Google Print already monetizes a selection of in-copyright books via advertising, and shares some of those revenues with the publishers. But it’s a very short distance between that and, say, an affiliate link to Amazon or any other booksellers for a cut of an in copyright sale. It’s also a very short route to the on demand publishing of an out of print and out of copyright book with a company that is set up to do such a deal, and I am aware of at least one that is about to launch that will provide just such a service. Of course, if you want an ebook, that can be arranged as well. For out of copyright books, the tail is extraordinarily long, and quite possibly very very profitable. In other words, this could well be a step toward diversifying Google’s revenue streams away from advertising and into direct sales and/or subscriptions – ie, the content business. As one source who is familiar with the industry tells me, Google is not doing this only out of the kindness of its heart – there is a lot of money to be made in selling books, in particular books with no copyright.
I did ask Adam Smith, a manager of the Print program at Google, how Google will decide which books get scanned first.
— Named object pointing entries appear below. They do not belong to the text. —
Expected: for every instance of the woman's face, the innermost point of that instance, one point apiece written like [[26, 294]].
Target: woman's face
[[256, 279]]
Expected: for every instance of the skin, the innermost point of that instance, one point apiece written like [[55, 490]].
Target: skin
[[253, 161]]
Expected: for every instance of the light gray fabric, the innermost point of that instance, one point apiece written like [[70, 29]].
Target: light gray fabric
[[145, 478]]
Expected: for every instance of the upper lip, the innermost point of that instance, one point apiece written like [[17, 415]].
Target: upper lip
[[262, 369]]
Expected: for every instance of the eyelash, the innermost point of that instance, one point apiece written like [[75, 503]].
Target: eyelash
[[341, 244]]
He said quite forthrightly that he did not have a good answer for me on that yet. I’ve heard from others that for now it’s pretty random, but the question is important. As to whether Google will allow anyone else to index the books they scan, I am pretty sure the answer is no. After all, Amazon is also scanning books, and I am sure they aren’t letting others in on their hard work. I’ll repost if that turns out to be inaccurate. And of course there are other efforts, including Project Gutenberg and the Internet Archive. But now, we have a commercial giant who has both a mission-based (organize the world’s information and make it accessible) as well as a commercially viable reason to bring this information to the world. As David Hayes, a copyright lawyer at Fenwick who worked on this deal and who I’ve known from my own work with his firm put it: “This will create a revolutionary new information location tool that should be a benefit to the whole world.” I for one applaud the effort – it’s an example of enlightened capitalism, and I hope it thrives.
Update: I originally posted the wrong image, new image to come.